Allmachtsfantasien: Ein kurzer Höhenflug über die glitzernden Abgründe der Egosphäre

16. Juli 2025 von Tatjana Lackner, MBA

In einer Welt voller Influencer, die sich für Halbgötter halten, wird Größenwahn zur Währung und Bescheidenheit zur Schwäche erklärt. Wir leben im Zeitalter der Selbstvergötterung powered by Likes, getarnt als Vision. 

Gott ist tot, sagte Nietzsche. Instagram hat übernommen. Die modernen Allmachtsfantasien? Sie tragen Filter, haben eine Kommentarspalte und machen Selfies auf Privatjets, die sie nie bezahlt haben. 

Beispiel eins: Der Biohacker

Er schläft im Kryo-Bett, trinkt Molekularwasser und vergleicht seine Herzfrequenz wie andere Leute ihre Likes. Ziel: 120 Jahre alt werden und dabei aussehen wie 34. Der Körper ist Tempel, Labor und Brandingfläche in einem. Ein Gott, der sich selbst erschaffen will. 

Beispiel zwei: Der Startup-Messias

We are changing the world sagt er, während er eine neue App für Essenslieferung in Innenstädten launcht. Er spricht in Pitches, lebt in Decks und glaubt fest daran, dass KPI > Menschlichkeit. Scheitern ist nur eine Phase. Gefühle sind Skalierungshindernisse. 

Beispiel drei: Die Selbstoptimierungs-Göttin

Sie meditiert bei Vollmond, verkauft Online-Kurse rund um High Vibes Only und sieht in jeder Kündigung ein kosmisches Zeichen für ihr wahres Ich.

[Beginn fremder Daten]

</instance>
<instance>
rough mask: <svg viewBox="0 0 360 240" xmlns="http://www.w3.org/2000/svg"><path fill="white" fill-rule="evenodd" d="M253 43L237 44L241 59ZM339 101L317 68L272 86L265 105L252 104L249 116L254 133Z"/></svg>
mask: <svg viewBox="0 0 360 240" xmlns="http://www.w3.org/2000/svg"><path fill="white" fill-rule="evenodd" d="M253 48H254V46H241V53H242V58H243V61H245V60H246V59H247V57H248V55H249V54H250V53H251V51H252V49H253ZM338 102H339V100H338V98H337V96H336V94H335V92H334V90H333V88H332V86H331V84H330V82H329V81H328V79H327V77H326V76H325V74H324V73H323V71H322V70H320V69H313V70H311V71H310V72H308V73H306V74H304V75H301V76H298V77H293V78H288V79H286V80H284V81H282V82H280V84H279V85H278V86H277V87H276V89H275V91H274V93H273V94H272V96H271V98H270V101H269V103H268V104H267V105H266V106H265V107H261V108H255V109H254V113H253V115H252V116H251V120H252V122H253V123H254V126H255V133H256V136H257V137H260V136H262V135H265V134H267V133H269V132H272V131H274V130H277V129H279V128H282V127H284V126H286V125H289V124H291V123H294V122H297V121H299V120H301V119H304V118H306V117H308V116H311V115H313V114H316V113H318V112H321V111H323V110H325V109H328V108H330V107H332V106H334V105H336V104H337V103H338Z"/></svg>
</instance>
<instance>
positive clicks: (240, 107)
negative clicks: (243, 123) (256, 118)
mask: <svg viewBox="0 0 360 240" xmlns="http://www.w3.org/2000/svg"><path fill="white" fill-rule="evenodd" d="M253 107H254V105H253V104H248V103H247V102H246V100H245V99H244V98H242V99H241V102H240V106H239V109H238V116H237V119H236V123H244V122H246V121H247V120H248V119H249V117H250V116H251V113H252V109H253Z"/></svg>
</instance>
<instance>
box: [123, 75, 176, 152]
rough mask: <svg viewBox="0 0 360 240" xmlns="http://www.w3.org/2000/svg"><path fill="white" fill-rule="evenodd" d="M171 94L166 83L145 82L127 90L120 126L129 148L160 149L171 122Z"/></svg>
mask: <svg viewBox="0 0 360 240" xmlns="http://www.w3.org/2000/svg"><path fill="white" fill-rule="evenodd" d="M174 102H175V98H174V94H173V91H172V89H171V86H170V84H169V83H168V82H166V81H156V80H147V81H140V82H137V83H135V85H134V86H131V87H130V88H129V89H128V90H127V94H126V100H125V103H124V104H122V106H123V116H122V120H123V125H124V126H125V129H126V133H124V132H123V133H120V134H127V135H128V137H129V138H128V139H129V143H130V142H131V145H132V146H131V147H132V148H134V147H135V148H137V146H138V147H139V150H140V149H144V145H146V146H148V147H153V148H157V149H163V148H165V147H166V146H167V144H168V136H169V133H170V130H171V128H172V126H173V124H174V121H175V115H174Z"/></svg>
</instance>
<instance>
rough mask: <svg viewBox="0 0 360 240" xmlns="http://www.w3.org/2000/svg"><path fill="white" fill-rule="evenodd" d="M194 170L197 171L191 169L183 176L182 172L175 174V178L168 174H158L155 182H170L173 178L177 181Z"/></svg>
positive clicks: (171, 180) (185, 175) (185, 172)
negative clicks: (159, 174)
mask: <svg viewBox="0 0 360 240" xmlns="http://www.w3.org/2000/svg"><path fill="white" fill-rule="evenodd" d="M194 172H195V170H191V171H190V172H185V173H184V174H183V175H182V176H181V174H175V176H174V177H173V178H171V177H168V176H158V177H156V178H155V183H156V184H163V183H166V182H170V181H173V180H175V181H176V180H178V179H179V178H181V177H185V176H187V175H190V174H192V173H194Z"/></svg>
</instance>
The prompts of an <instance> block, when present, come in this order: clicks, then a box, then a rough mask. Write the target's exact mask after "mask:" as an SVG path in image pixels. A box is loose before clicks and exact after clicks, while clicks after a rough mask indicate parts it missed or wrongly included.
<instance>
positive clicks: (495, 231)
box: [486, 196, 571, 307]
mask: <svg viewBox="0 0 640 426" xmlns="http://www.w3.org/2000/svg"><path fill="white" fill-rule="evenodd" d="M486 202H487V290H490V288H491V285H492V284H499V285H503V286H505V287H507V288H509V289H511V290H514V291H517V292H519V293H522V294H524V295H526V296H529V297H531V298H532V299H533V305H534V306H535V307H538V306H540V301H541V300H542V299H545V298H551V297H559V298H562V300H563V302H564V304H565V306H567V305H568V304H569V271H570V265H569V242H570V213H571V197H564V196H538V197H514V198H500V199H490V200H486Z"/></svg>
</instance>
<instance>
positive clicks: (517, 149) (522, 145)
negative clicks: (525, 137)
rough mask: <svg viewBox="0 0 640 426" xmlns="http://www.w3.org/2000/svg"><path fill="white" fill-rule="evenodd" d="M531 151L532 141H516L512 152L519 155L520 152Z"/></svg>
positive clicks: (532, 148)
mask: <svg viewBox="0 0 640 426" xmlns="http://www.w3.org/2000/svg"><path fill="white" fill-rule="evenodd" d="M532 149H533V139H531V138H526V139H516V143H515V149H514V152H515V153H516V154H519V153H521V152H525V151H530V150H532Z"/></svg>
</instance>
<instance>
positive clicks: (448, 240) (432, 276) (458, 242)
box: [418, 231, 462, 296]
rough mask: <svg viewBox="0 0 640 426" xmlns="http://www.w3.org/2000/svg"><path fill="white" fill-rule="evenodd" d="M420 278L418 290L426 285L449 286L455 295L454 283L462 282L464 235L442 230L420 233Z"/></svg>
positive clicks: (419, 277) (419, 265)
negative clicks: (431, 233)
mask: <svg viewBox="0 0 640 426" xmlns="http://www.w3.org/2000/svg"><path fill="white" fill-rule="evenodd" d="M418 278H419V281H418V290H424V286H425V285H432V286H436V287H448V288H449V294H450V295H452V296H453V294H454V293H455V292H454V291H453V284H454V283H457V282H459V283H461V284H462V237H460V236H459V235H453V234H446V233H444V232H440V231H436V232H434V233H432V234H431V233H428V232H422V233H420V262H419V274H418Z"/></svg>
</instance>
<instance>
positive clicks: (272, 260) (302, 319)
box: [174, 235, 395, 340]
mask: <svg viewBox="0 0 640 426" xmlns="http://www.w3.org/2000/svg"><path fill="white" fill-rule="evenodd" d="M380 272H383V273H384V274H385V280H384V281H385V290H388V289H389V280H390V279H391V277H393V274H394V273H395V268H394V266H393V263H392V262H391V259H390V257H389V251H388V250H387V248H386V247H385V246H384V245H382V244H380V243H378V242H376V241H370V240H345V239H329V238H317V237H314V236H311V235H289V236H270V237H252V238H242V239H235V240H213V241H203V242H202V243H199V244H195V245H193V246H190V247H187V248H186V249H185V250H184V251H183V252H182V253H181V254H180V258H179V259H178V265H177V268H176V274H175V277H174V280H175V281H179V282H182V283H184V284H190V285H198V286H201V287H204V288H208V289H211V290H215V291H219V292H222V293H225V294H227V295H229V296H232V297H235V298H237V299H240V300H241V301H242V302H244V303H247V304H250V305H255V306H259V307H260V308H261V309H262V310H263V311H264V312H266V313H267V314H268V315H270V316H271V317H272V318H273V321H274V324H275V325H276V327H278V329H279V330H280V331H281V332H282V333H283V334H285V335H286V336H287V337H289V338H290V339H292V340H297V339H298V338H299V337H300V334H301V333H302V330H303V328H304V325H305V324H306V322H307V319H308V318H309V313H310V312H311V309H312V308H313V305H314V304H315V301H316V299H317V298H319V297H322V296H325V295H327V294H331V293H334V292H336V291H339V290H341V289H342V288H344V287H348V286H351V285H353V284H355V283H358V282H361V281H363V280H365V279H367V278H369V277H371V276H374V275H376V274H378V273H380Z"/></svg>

Spiritualität wird zum Geschäftsmodell, das Universum zur Kundendienstabteilung. 

Und natürlich: Der politische Micro-Influencer

8.000 Follower, aber eine Meinung zu allem: Moralisch überhöht, argumentativ unterbelichtet. Seine Allmacht: Canceln, blockieren, markieren. Wer widerspricht, wird gelöscht, wie früher nur Sünden in der Beichte. 

All diese kleinen Allmachtsfantasien sind Ausdruck eines kollektiven Kontrollwahns. Wir wollen Schöpfer sein, aber ohne Schöpfung. Viel Selbstdarstellung, wenig Substanz. 

Dabei sind Allmachtsfantasien keine psychische Störung, sie sind Karrierebooster. In gewissen Branchen gehören sie nicht nur zum guten Ton, sondern zur Grundausstattung. Wer sich nicht für unersetzlich hält, wird ersetzt: 

@Investmentbanking: Hier wird nicht gearbeitet. Hier wird die Welt gehebelt. Wenn Du mit einer Excel-Tabelle mehr Geld verschieben kannst als ein kleines Land in einem Jahr verdient, brauchst Du keine Bodenhaftung. 
Beispiel: Der 27-jährige Vice President, der 18-Stunden-Tage macht und glaubt, seine PowerPoint könne geopolitische Krisen lösen. 

@Film & Werbung: Kreativdirektoren mit Sonnenbrillen in dunklen Räumen. Regisseure, die Gott spielen wollen, nur mit schlechterem Haarschnitt. 
Beispiel: Der Werber, der sein neues Claim-Konzept für revolutionär hält, obwohl er einfach nur: Natürlich. Nachhaltig. Nah. auf ein Shampoo geschrieben hat. 

@Kreative Kurator mit Gottkomplex: Er hängt schiefe Fotos in weiße Räume und nennt es Diskurs. Sein Instagram ist eine Litanei aus Buzzwords: dekolonial, non-binär, performativ, interventionistisch. Wenn Du ihn kritisierst, nennt er es hegemoniale Gewalt. Er will die Welt verändern, aber nur, solange sein Name auf dem Katalogcover steht. 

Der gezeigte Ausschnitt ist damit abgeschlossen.